Cena en familia. Paula (2/3)
Aviso: este relato es la continuación de Lidia, así que aconsejo leerlo antes de llegar a éste. ¿Aún no lo has leído? Haz clic aquí ;-D
II.Paula
La
calle Balborraz quizás sea la más famosa de esta ciudad. Ahora no sabrán cuál
es pero si les digo que aparece en todas las postales, esa calle empedrada y
escalonada cuesta abajo, dirección al Duero, o cuesta arriba, dirección al Ayuntamiento, con coloridas casas a ambos lados,
estoy segura de que la reconocerán enseguida. Allí me fui a vivir, al número 57,
a la casa de mi tía abuela Teresa, la solterona de la familia. Yo nunca había pisado antes esa ciudad ni esa casa, es más, a la tía abuela Teresa sólo la había visto un par de veces en mi vida, pero cuando falleció
en mayo, al ser yo el único miembro de la familia que quedaba con vida, me
convertí en su heredera universal y salir de la capital para olvidar todo lo
sucedido me pareció la única forma de aprobar la dichosa oposición. En la gran
balconada blanca y acristalada del piso superior instalé mi zona de estudio.

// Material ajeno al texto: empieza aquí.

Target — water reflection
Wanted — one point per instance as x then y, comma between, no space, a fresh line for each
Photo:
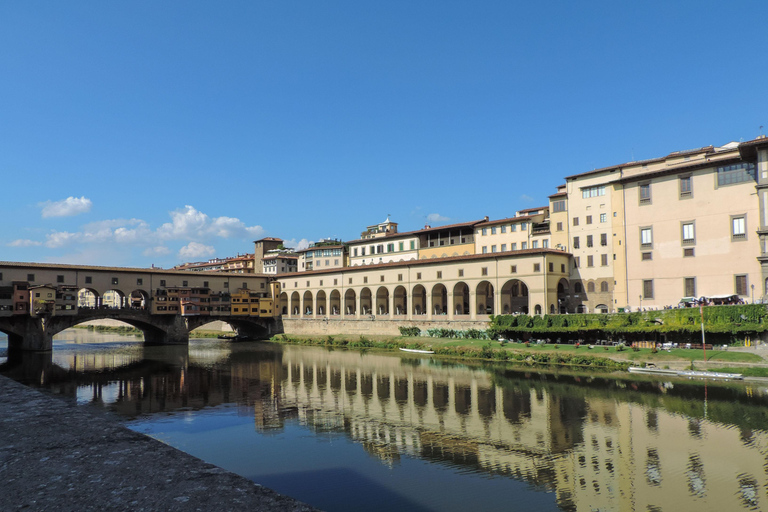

Saqué una mesa de madera que parecía una reliquia familiar y, tras colocar
varios geranios y velas que diesen savia a ese balcón, desplegué códigos y
apuntes. Lo mejor de todo es que las vistas tampoco suponían una distracción ya
que frente a mí sólo había una antiquísima casa de piedra de dos alturas, como
la mía, con un portalón de madera. Ese tramo de la calle estaba prácticamente
deshabitado y el único ruido que se percibía era el rumor del Duero a la vuelta
de la esquina.
Todos
los días, a las diez en punto, mientras yo degustaba mi tercer café y
el sol asomaba tímidamente sobre el tejado de la casa de piedra, el portalón se
abría y un viejo, de unos setenta años, alto, fuerte y muy vigoroso, salía de
ella con una desgastada boina negra sobre su cabeza y un abultado manojo de
llaves en la mano. Lo cerraba con una gran llave de hierro, colgaba el
manojo de una trebilla del pantalón y se iba con el tintineo ascendiendo la calle. A las seis en punto, al mismo
tiempo que yo degustaba mi último café del día, el mismo tintineo rompía el
silencio y tras él aparecía el viejo, descendiendo la calle con una bolsa de El rey del
pollo, el tradicional asador de la plaza del Mercado. A medida que avanzaba el
verano mi curiosidad iba aumentando y me descubría a las diez de la mañana y a
las seis de la tarde plantada en ese balcón, taza en mano, esperando el tintineo, puntual también a su cita.
Un
día decidí comer en El rey del pollo. Hablando con el dependiente de la
tienda, le comenté que eran muy afortunados por tener un cliente tan fiel como
ese viejo, a lo que me respondió, torciendo el gesto, que prefería no hablar de
él. ¿Por qué?, le pregunté. Entonces me contó una historia tristísima. El
hombre había estado casado y de ese matrimonio nacieron tres hijas. Ya desde
que éstas eran pequeñas, todos los domingos iba a ese mismo establecimiento,
propiedad entonces de su padre, a comprar dos pollos asados con toda su
guarnición. Las niñas crecieron y una tras otra se fueron a la capital en busca
de un futuro mejor. Ninguna hija había vuelto a aparecer por allí, ni siquiera
en vacaciones. La última vez que las vieron fue cuando falleció la madre en
las Navidades de hacía ya cinco años. Pero él iba todos los días a comprar los
pollos porque, aseguraba, su familia se negaba a cenar otra cosa. El pobre
viejo, en su soledad, se había vuelto loco.
La
historia me dejó un poso de tristeza tremendo y me recordó a mi familia. Cómo
también ellos, uno tras otro, o varios a la vez, habían ido abandonándome. Al
fiscal que llevaba el caso no se lo pude reconocer, por supuesto, y eso que
intentó presionarme apodándome ante la prensa como la «Merricat de la Gran Vía», sí, la envenenadora de Shirley
Jackson, ¡vaya apodo más encantador!, pero ahora puedo confesarles puesto que se archivaron las
diligencias que yo fui la culpable. No siento remordimientos, bueno, a veces, aunque volvería a hacerlo. Sin embargo, ¿cómo olvidar esos paseos por Navacerrada, de los que hacíamos una fiesta, para que yo recolectase setas? ¿cómo no recordar esas maravillosas comidas de
domingo degustando todos juntos los asados que les preparaba? Viví
con ellos momentos mágicos aunque todos fueron decepcionándome. Unos
con sus acciones, otros con sus omisiones. Unos con sus rozamientos, otros con
sus silencios. Ya lo dice Natalia Ginzburg: «El silencio cosechas sus víctimas día tras día. El silencio es una
enfermedad mortal». Y yo odio a los que actúan tanto como a los que sellan su boca con el hilo del mutismo cómplice.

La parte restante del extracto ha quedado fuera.